Featured image of post Harry Potter and the sword all back into the egg.

Harry Potter and the sword all back into the egg.

Creating a neural network with batch-normalization from scratch to write young adult fiction novels.

See my first post on neural networks here.

This week I continued on my quest of fully implementing Andrej Karpathy’s course “Neural Networks - Zero to Hero” in python. Right now, I’m working on the tool “makemore”, which is a simple AI that can train on natural language datasets to generate texts that sound similar to the training data. Stay tuned for some great AI quotes at the end of the post!

Writing a new Harry Potter novel

Before getting into the details, let me show you what it can do so far. For demonstration purposes, I want the model to write texts trained on the Harry Potter novels. Since I won’t support criminal organizations like libgen, which was recently sentenced to a 30 million dollar fine I bought all 7 books right from the publisher. After an afternoon of typing down their contents onto my laptop, I was left with a text file of 1.153.633 words.

I followed the the paper by Bengio et al. to find sensible default parameters for my network. Let’s see how it completes the phrase harry potter and the untrained.

harry potter and the ideathis better spraying halfmoaning shave pelt bangin scores
harry potter and the higher beadyeyed dealin bed rulebreaker headboard redder swooped
harry potter and the fat luciuss delightful allforthebest entrancing feared windermere mehr

As expected, pretty nonsensical. After 10.000 training iterations, we get the following:

harry potter and the violent neville . when she was sitting ginny facing if ron interferin soared and lee
harry potter and the diadem would high she get too he was looking on the floor and then seventeenyearold
harry potter and the beauties of her creatures the diddydums into his face creature onto protected to up the

I know these don’t make a terrible lot of sense either. But we can clearly see the network understanding key language concepts like

  • an object following after article “the”,
  • common phrases, like “into his face” and
  • the usage of periods after sentences.

The loss curve confirms we did improve, if slowly:

Spikey graph going from around 11 to around 6
Loss function for 10.000 iterations

So how does it work?

I am using a multi-layer perceptron (MLP). You can find my code on github. An MLP is a sequence of layers that feed into each other. If I input data into the top layer, every following layer will do some mathematical operation on the data, transforming it until we receive some (hopefully) meaningful output at the bottom. My MLP looks like this:

Illustration of MLP with the layers Embed, Linear, Batchnorm, Tanh, Linear, Batchnorm, Tanh, Linear, Softmax
My MLP's layers, from top to bottom

I feed in a vector of 4 words (e.g. “harry potter and the”) and receive a vector of 27.755 probabilites. Each probability value is assigned to one word from the english language, telling us how likely it is to follow the previous 4 words. For example, since probabilities[0] = 0.01% tells us that “harry potter and the aardvark” is not a very likely combination of words.

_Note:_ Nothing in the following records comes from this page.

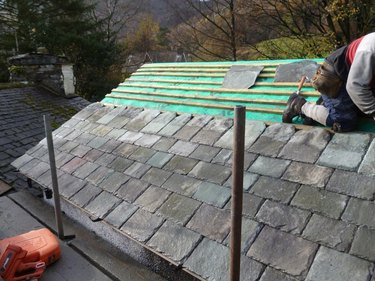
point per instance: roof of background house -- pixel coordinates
(21, 123)
(163, 179)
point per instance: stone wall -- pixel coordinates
(48, 71)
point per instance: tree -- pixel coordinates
(212, 32)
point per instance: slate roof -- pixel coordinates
(21, 123)
(163, 179)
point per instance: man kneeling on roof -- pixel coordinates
(346, 82)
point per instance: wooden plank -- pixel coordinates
(211, 98)
(178, 102)
(222, 90)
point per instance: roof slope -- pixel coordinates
(164, 180)
(21, 123)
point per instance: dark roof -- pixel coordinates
(163, 179)
(21, 123)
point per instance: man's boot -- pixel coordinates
(293, 109)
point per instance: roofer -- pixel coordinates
(346, 82)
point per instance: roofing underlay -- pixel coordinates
(197, 88)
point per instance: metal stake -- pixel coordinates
(237, 190)
(55, 187)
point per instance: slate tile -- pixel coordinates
(164, 144)
(147, 140)
(181, 165)
(321, 201)
(360, 212)
(271, 274)
(269, 166)
(308, 174)
(142, 154)
(181, 184)
(249, 231)
(156, 176)
(69, 185)
(353, 184)
(283, 217)
(329, 232)
(331, 265)
(121, 214)
(131, 190)
(368, 164)
(174, 241)
(175, 125)
(142, 225)
(253, 129)
(349, 147)
(273, 139)
(275, 189)
(212, 194)
(102, 205)
(120, 164)
(218, 271)
(250, 204)
(152, 198)
(86, 195)
(113, 181)
(137, 170)
(159, 159)
(283, 251)
(306, 145)
(179, 208)
(211, 172)
(211, 222)
(159, 122)
(183, 148)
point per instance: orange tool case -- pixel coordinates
(24, 257)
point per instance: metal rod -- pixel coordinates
(55, 187)
(237, 191)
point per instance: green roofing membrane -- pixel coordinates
(196, 88)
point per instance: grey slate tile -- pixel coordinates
(181, 184)
(283, 217)
(179, 208)
(360, 212)
(321, 201)
(86, 195)
(283, 251)
(218, 271)
(121, 214)
(132, 189)
(269, 166)
(102, 205)
(159, 122)
(183, 148)
(211, 172)
(181, 165)
(275, 189)
(345, 151)
(307, 174)
(174, 241)
(156, 176)
(331, 265)
(352, 184)
(142, 225)
(211, 222)
(273, 139)
(271, 274)
(306, 145)
(152, 198)
(212, 194)
(159, 159)
(329, 232)
(368, 164)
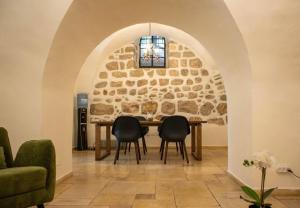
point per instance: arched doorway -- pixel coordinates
(85, 27)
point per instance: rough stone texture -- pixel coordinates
(169, 95)
(173, 63)
(173, 73)
(192, 95)
(204, 72)
(168, 108)
(187, 106)
(112, 93)
(119, 74)
(161, 72)
(101, 84)
(130, 83)
(189, 82)
(142, 82)
(143, 91)
(96, 92)
(176, 82)
(206, 109)
(163, 82)
(183, 63)
(130, 64)
(149, 107)
(132, 92)
(116, 83)
(103, 75)
(130, 107)
(122, 91)
(222, 108)
(198, 80)
(101, 109)
(184, 72)
(153, 82)
(223, 97)
(174, 54)
(188, 54)
(129, 49)
(194, 72)
(197, 87)
(113, 65)
(184, 87)
(137, 73)
(195, 63)
(150, 73)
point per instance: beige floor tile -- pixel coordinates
(154, 204)
(114, 200)
(199, 184)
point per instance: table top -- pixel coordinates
(145, 123)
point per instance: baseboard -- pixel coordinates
(64, 177)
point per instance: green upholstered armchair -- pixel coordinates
(28, 180)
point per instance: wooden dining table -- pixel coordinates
(196, 137)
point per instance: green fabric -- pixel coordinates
(25, 200)
(2, 158)
(4, 142)
(21, 180)
(39, 153)
(21, 184)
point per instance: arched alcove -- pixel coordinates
(209, 98)
(86, 25)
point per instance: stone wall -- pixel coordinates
(186, 87)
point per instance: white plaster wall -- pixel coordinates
(26, 34)
(213, 135)
(271, 32)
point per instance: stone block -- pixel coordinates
(168, 108)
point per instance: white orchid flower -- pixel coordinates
(263, 160)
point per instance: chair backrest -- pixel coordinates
(140, 118)
(174, 127)
(126, 128)
(4, 142)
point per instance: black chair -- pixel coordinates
(127, 129)
(161, 144)
(174, 129)
(145, 130)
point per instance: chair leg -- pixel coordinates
(139, 149)
(144, 145)
(162, 149)
(136, 152)
(161, 145)
(181, 150)
(166, 152)
(126, 143)
(186, 156)
(117, 152)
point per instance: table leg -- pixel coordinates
(198, 152)
(97, 142)
(193, 139)
(98, 155)
(108, 140)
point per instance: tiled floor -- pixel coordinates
(152, 184)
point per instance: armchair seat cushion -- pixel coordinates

So what do the layers in between actually do?

Embedding

Assigns a vector of 30 decimal numbers to each word. Words that are semantically similar will have similar embeddings as well.

Linear

The “neural” part of the neural network. Comprises 300 neurons which get activated by the inputs multiplied by some weight.

Batchnorm

Standardizes the inputs into a distribution of standard deviation 1 and expected value 0, shifted by some constant parameters. This really messed me up for a while because I had the dimensions switched around in my code at first.

Screenshot of two code snippets of the batchnorm side-by-side
The batch normalization and after debugging for an hour

Can you spot the difference 🔬🤨?

Tanh

A sigmoid function to clamp activation values between -1.0 and 1.0.

Softmax

This allows us to turn a bunch of numbers, where higher numbers mean the corresponding word is more likely to follow, into an actual probability distribution.

Screenshot of the softmax formula
The softmax function

Apparrently our maths professor did not lie when he said log-likelihoods were important for AI.

Quotes

The net came up with some real gems, such as the smacked lord:

dumbledore looked at harry and saw her smacked lord where there was incantatem snapping been favorite as he used her

Or the legendary Harry Potter and the tip. As usual.

harry potter and the tip . yeah the usual . it had said ron cheerfully it filthiest why .

And at last, after destroying all the horocruxes, Harry managed to finally put the sword back into the egg.

harry potter and the sword all back into the egg .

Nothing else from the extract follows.